Je travaille ici des dessins grand format à la Drawing Factory sur le thème de la forêt car c’est un lieu très important pour moi qui m’a toujours semblé empli de fabuleuses merveilles, mais duquel peut aussi jaillir en son sein des mystères et des peurs abyssales. La Drawing Factory est ma première résidence artistique, et j’ai pu y rencontrer des artistes avec des pratiques très diverses et fascinantes. C’est une vraie chance pour moi d’évoluer dans un cadre avec autant d’émulsion et de créativité, mais aussi de se sentir appuyer et pousser par les équipes du Drawing Lab dans nos projets. Je pense que cette résidence m’apporte beaucoup dans ma pratique du dessin, elle me permet de dépasser les limites que je pouvais avoir dans ce médium, à la fois en terme technique, en termes de format mais aussi dans ma manière de penser le dessin et c’est extrêmement gratifiant.
Et pour terminer, auriez-vous une anecdote concernant votre travail dont vous pourriez nous faire part ?

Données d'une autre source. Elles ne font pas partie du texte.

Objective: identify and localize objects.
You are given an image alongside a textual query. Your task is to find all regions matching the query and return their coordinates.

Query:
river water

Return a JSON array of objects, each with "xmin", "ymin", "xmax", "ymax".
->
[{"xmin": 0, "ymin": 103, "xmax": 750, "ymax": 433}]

Dans ma sculpture « les dindes de l’âmer », celle-ci était composée d’une fontaine remplie de bière, sauf que je ne pensais pas que ça mousserait autant quand la bière s’écoulerait. Du coup lors de mon diplôme, des gros nuages de mousses tombaient littéralement par terre. C’était encore mieux que ce que j’avais pu espérer.